Rossi looked over at JJ and Garcia. "As hard as it sounds most of the time that's the only way to cope with a narcissist, move to another community and sever as many ties as you can. They're going to keep poisoning the well, telling everyone in their circle that you're a bad seed. So you move to another circle, let them have their fun while you start a new, clean life. That's exactly what Laura did; she moved well away and started a successful life on her own terms. That's why she was such a straight arrow, the straighter her life, the more successful, the more she showed she could do everything just right, the more it hurt her stepmother, the ultimate good girl rebellion. That even explains why she was making a hope chest under Martha's name, it could well have been Martha's idea, to give her the safety to have hopes and dreams that her stepmother couldn't destroy."
"And why she kept a porn collection rather than actually experimenting, she kept her sex drive where the stepmother couldn't use it to shame and abuse her. So…" Blake sighed. "Are we saying that what Spencer and Laura have in common is that they both grew up with mentally ill mothers? Is that what the Unsub was looking for?"
"I doubt it. Few people knew about Diana Reid's illness. And a narcissist looks fine from the outside, someone just doing background, even stalking, probably wouldn't realize she was ill unless they knew what to look for."

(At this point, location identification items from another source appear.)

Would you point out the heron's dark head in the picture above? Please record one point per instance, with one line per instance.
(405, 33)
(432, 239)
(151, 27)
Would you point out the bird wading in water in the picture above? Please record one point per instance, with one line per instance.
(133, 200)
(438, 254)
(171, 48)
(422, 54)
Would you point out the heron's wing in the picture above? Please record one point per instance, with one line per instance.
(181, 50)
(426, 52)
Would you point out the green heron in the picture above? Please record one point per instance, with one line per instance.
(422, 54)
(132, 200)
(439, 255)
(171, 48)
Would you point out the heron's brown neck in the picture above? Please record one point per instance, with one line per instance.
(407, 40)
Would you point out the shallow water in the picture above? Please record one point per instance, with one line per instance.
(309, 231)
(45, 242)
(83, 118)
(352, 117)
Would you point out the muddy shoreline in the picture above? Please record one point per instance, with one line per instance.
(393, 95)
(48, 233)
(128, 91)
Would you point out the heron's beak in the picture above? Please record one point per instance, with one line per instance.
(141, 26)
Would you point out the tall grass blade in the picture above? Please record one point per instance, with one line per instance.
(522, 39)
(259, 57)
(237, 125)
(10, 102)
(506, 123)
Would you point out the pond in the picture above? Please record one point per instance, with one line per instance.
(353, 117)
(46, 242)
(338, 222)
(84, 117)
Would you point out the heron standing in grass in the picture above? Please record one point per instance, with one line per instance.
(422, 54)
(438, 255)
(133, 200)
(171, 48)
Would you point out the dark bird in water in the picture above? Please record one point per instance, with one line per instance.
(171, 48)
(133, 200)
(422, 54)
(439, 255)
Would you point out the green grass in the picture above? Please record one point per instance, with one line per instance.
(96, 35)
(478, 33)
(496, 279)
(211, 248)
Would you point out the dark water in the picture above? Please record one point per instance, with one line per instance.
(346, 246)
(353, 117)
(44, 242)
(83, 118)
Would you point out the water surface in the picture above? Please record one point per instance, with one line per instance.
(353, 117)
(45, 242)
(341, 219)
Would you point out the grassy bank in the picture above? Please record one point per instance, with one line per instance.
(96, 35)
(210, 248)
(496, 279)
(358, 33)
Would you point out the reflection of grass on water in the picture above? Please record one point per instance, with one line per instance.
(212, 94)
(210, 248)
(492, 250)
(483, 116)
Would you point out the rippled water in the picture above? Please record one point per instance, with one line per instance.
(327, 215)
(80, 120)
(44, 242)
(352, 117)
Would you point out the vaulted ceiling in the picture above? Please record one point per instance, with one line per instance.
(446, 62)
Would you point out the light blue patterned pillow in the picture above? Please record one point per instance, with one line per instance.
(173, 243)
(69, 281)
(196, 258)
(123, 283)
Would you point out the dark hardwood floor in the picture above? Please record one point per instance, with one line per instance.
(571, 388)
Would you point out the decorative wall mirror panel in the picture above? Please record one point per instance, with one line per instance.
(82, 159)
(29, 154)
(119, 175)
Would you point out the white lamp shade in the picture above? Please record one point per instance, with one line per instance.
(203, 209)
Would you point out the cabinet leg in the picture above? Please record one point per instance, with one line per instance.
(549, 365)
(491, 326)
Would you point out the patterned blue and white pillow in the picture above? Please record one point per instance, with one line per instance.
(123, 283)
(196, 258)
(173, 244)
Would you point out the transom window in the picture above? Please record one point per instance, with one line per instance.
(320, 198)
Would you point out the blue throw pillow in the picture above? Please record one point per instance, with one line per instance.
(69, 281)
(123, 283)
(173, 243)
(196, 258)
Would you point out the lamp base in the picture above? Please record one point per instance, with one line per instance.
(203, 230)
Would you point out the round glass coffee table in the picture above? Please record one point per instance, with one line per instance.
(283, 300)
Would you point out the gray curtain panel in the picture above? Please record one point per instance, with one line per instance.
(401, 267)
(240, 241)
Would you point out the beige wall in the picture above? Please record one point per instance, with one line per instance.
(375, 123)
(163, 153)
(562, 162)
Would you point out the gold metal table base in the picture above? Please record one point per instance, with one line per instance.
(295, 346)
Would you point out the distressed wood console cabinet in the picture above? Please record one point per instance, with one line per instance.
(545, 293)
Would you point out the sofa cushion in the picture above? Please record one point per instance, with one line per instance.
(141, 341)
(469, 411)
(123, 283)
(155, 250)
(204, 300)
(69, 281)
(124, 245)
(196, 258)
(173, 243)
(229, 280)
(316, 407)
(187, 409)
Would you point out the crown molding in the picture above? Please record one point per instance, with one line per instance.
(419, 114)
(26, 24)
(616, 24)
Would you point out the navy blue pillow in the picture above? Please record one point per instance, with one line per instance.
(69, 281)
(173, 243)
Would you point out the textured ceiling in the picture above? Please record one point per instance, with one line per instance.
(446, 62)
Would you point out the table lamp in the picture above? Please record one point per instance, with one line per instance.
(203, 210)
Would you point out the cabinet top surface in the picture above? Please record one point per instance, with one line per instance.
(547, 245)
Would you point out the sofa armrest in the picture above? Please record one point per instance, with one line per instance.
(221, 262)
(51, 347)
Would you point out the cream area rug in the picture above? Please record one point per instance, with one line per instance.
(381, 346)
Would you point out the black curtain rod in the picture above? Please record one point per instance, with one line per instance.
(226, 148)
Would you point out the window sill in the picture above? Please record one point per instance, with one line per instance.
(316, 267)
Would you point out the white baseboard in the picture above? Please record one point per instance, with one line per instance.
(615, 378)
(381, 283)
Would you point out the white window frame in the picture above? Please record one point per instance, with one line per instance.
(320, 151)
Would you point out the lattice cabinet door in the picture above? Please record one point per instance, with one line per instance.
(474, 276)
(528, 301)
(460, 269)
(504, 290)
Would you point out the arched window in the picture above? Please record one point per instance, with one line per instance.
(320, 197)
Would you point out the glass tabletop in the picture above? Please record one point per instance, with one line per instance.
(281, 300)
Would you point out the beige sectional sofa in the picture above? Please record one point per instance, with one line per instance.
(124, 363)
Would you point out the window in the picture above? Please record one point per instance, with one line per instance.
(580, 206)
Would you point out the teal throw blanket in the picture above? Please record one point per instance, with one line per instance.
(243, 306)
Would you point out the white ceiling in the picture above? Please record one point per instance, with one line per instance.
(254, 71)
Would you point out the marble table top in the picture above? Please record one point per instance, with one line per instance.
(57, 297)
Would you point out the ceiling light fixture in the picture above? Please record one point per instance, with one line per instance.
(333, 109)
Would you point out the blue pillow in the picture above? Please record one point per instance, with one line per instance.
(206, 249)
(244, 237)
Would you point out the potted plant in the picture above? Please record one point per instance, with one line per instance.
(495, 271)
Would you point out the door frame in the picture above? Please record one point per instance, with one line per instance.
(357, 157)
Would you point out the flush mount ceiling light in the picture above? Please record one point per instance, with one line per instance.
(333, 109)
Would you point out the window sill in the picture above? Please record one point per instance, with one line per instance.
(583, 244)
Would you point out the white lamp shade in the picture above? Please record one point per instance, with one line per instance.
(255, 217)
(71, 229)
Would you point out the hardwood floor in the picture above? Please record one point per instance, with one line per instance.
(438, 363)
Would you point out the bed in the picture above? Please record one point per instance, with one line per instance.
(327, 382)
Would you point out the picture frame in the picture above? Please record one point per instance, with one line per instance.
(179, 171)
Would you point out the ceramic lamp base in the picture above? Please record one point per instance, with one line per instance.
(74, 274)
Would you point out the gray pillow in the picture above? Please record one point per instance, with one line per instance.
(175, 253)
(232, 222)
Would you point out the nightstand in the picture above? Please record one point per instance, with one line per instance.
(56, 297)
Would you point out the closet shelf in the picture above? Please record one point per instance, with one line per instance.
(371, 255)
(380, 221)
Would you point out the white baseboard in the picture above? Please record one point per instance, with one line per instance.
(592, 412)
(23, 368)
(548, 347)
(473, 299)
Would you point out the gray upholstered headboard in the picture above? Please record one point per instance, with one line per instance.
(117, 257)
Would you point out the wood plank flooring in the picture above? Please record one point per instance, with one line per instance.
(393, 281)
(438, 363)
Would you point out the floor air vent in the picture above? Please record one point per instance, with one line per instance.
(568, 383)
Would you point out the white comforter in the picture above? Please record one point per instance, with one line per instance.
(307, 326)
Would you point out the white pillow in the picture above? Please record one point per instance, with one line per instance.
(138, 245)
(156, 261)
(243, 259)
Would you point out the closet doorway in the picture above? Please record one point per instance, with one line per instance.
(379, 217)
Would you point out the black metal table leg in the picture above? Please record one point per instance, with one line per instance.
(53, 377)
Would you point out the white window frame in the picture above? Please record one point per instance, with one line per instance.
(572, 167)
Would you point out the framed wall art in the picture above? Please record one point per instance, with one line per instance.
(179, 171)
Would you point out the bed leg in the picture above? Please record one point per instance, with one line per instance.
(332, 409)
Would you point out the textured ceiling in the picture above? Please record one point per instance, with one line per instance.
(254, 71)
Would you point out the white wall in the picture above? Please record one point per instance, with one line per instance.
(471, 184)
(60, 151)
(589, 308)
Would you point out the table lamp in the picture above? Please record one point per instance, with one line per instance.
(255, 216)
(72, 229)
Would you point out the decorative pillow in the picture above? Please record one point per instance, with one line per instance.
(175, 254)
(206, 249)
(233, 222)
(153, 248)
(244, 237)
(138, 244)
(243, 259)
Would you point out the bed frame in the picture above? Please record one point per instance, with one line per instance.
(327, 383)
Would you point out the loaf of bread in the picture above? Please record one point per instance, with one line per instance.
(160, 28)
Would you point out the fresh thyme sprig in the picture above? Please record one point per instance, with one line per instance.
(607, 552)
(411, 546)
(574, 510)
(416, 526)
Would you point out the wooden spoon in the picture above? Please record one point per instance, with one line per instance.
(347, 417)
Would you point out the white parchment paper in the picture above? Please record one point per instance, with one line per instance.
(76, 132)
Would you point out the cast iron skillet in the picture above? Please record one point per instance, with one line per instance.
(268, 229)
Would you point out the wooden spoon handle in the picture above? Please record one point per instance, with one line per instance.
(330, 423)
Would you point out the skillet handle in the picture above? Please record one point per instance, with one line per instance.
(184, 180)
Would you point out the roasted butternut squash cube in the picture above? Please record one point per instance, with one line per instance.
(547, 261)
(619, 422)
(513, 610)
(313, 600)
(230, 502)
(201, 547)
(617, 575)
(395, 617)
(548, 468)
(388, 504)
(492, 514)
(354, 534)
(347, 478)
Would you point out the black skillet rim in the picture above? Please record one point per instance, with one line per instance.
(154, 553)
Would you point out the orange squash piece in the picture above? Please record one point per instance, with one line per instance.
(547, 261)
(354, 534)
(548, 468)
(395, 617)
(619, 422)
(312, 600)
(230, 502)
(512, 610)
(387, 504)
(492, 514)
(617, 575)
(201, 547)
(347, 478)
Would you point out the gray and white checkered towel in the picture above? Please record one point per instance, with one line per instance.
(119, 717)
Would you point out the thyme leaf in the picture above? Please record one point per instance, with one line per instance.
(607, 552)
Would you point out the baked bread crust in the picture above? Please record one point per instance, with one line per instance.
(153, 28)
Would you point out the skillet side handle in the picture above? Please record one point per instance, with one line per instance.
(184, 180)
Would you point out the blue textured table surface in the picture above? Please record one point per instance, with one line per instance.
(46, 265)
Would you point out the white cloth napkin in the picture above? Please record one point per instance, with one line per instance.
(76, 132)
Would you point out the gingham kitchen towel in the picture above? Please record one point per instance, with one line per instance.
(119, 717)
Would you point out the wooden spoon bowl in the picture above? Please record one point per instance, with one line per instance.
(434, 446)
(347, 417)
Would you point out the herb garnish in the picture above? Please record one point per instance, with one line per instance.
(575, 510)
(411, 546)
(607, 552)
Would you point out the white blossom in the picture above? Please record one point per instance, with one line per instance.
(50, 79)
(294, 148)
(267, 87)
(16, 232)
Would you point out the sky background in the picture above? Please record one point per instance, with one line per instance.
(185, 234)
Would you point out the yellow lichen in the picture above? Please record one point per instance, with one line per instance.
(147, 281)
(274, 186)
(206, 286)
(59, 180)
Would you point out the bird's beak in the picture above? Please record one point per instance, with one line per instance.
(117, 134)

"But that's the only commonality we've found so far." JJ pointed out. "These two never crossed paths in any way."
Blake groaned. "Oh, I hate to say it but I wish I'd never met Spencer." She said. "I want to just rip every memory I have out of my head and start fresh with his profile because I know we're missing something and I just can't figure out what."
They were all quiet for a moment. Then Hotch spoke up. "Maybe we can."